Sands is a “rising star” in the world of jazz. He possesses technique in abundance, but it perfectly matches his conception. His use of understatement accomplishes a much deeper musical goal. He takes a fresh look at the entire language of jazz: stride, swing, bebop, progressive, fusion, Brazilian and Afro-Cuban. He says, “My music is about teaching the way of jazz and keeping it alive. It’s unfortunate that the older styles, like stride, are starting to drift away.”
True to his word, Sands develops the past while providing unusual and stimulating vehicles for the present … and for the future. Musicality, sensitivity, taste and swing — hallmarks for as long as he has been playing — manifest themselves at each moment during this session.
“Sandy” was composed, according to Sands, “for [poet] Langston Hughes. I love his writing, and a character in one of his books, Sandy.” The tune is an example of Christian’s originality. Though the form of the song (AABA, 16-16-8-16) is fairly standard, Sands breaks up the A sections with an accent in an unusual place: on the 11th bar! Tenor saxophonist Bill Evans absolutely tears it up on his solo! However beneath the fiery surface, listen to Christian’s chord accompaniment. He’s “comps” perfectly for others, as well as for himself!
“So Sweet, Pt. 1” shows Sands’ deft manipulation of form and control of harmonic colors. The 16-bar A sections feature a diatonic major melody over shifting minor modal harmonies and a bass drone. This “vamp” leads to a delicious transition to an unusual 18-bar B section. Once again, listen to Sands’ imaginative comping throughout, as well as Jesse Hameen’s tasteful drumming. Trumpeter Josh Evans plays a particularly imaginative solo, full of Miles-esque trills, modal meanderings and a bright use of the high register.

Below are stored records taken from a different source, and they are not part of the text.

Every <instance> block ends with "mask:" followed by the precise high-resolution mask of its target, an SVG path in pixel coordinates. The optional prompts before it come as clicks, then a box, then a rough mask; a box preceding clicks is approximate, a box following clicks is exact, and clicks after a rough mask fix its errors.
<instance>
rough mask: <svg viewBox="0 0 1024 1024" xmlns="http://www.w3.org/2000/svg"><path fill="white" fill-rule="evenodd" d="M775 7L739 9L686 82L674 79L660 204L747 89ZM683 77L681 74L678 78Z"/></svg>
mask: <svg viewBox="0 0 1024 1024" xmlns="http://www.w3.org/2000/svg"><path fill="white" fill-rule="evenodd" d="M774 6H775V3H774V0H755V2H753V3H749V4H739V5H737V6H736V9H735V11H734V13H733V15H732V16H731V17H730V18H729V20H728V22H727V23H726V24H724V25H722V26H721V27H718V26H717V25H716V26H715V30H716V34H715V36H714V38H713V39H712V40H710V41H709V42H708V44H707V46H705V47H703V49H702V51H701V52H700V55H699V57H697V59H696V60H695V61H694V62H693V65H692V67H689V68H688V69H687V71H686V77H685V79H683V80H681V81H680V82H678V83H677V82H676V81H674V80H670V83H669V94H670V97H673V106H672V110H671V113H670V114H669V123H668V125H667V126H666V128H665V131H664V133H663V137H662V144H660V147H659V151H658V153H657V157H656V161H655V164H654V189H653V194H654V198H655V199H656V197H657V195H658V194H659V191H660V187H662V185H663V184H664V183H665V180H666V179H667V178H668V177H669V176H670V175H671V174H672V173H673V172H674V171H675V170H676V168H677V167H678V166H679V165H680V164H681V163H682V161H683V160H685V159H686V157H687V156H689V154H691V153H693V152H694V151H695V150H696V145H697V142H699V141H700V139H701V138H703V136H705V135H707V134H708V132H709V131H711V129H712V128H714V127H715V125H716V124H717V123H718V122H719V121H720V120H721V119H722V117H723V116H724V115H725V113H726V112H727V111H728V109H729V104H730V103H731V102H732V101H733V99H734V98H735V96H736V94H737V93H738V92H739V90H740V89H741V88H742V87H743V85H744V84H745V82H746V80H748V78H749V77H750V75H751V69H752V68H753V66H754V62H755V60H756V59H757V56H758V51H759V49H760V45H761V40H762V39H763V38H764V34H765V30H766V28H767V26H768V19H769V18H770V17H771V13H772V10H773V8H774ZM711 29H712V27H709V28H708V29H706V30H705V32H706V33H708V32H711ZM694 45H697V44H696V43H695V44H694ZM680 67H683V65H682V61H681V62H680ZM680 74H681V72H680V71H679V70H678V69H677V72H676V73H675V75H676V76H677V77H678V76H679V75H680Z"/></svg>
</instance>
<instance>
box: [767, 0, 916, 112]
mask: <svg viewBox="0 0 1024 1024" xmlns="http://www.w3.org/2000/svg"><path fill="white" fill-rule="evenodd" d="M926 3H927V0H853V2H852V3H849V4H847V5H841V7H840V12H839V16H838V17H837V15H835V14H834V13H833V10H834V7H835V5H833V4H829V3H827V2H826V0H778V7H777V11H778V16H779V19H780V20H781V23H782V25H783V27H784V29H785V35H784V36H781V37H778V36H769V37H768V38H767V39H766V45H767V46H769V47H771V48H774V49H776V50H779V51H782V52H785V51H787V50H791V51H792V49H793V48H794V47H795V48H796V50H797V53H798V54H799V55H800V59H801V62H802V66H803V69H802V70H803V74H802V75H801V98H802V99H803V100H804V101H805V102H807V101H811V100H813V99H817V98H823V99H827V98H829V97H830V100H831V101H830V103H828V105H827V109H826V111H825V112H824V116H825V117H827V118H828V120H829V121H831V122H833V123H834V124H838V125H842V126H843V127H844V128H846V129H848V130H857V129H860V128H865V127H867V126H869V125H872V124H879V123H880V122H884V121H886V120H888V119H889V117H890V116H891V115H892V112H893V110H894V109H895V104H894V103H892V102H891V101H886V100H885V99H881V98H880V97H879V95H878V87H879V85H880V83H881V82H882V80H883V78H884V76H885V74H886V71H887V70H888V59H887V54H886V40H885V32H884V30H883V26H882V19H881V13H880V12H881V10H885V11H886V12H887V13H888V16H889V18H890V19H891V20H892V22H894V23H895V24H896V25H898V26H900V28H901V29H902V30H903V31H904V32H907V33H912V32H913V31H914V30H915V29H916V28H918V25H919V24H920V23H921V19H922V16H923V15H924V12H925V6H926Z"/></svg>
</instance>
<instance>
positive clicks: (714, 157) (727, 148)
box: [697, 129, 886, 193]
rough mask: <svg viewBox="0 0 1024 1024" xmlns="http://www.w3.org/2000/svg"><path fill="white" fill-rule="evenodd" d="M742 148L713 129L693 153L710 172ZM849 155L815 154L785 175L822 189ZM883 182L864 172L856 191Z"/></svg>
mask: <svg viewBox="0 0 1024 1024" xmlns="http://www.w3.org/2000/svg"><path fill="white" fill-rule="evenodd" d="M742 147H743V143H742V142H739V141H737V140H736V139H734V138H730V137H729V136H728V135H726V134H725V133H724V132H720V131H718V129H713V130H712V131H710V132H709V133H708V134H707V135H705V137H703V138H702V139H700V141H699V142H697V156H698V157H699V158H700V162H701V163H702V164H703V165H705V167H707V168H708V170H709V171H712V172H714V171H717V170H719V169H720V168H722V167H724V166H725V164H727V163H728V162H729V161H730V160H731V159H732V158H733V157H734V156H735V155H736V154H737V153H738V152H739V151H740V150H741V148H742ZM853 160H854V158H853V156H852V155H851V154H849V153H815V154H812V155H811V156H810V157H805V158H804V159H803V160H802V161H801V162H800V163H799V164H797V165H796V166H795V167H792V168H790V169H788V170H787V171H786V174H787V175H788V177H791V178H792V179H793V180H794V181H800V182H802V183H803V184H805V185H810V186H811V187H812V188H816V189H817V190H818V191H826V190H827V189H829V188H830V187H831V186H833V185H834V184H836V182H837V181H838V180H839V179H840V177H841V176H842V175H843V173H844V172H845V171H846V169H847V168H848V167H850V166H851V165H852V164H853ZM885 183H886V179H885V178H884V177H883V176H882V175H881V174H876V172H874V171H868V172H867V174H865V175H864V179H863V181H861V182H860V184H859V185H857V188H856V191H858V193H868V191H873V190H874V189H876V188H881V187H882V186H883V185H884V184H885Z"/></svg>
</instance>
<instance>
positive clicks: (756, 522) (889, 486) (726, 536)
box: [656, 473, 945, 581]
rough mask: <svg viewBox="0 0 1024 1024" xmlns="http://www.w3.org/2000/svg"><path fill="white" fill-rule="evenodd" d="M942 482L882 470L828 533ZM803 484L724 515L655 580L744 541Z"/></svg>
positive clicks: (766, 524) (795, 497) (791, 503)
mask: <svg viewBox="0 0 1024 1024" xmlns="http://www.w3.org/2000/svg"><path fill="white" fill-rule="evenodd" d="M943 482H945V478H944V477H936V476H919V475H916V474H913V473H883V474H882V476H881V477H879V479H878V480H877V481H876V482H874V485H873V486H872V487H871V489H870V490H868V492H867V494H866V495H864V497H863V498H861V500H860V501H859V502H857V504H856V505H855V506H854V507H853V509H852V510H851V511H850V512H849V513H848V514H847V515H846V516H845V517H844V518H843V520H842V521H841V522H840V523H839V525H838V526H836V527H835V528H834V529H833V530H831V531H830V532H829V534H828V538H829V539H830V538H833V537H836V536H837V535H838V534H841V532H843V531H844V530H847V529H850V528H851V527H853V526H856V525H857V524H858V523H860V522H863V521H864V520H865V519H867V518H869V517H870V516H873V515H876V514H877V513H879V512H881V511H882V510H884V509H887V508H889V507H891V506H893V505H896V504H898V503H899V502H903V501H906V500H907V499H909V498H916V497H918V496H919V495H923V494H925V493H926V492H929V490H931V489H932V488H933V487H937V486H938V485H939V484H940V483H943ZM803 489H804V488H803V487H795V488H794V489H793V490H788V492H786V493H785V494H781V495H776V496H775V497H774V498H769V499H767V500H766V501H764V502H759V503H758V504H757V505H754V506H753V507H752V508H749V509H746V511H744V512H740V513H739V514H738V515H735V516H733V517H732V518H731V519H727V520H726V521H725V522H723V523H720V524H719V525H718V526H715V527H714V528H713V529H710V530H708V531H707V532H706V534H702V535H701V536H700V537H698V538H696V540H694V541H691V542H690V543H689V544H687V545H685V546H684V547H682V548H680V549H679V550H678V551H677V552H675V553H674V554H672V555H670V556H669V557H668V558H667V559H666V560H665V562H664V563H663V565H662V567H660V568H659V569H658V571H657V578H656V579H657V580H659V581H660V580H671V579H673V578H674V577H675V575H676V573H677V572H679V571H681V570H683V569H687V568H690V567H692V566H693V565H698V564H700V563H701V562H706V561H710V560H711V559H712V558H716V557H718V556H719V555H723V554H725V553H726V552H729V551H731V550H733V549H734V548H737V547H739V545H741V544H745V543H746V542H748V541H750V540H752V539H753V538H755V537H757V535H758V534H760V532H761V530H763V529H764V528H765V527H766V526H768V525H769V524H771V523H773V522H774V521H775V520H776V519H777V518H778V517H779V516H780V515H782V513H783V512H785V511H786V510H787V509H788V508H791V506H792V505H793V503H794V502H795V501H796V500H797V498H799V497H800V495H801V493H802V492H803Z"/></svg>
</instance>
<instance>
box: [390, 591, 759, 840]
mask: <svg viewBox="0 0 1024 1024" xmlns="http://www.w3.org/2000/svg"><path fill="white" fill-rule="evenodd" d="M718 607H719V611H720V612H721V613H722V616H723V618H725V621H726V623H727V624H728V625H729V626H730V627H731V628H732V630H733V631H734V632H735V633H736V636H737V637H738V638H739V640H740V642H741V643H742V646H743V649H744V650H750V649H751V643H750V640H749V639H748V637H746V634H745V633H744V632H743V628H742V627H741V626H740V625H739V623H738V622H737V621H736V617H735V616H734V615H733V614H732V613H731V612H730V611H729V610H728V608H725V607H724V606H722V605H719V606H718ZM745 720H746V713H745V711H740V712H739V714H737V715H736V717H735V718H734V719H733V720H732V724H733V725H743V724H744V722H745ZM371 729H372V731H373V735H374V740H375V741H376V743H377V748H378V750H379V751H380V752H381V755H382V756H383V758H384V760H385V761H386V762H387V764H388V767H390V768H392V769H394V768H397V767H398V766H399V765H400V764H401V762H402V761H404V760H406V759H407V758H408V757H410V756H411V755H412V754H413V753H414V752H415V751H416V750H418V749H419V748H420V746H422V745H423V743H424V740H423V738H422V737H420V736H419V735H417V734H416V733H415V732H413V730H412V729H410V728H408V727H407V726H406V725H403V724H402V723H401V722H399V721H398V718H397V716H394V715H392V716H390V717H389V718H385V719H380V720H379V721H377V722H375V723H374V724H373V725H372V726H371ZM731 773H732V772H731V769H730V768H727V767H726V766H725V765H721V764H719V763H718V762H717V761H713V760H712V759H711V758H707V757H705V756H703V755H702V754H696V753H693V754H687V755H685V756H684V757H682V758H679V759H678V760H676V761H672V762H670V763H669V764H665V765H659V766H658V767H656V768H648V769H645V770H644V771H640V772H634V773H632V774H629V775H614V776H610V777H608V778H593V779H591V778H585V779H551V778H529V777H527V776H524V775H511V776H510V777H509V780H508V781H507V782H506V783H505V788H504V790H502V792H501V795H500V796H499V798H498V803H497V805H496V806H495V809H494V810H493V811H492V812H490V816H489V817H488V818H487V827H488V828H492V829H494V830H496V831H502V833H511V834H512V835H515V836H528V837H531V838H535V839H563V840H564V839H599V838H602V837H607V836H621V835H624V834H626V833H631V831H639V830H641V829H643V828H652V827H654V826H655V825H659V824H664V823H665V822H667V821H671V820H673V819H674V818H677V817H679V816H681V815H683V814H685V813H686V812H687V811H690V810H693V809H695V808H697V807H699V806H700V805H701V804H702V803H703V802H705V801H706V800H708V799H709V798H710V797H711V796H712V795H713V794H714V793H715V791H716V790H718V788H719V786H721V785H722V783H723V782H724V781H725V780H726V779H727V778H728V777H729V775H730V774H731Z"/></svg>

Recently, Sands has been promoted and guided by Dr. Billy Taylor, whom Sands refers to as “one of the greatest innovators and teachers in jazz. It has been a lot of fun. We played together several times at the Kennedy Center and at D. C. area high schools, as well as the Betty Carter Jazz Ahead Program, Washington, D.C..” (By the way, he also visits with Dave Brubeck from time to time, absorbing stylistic and pianistic concepts.)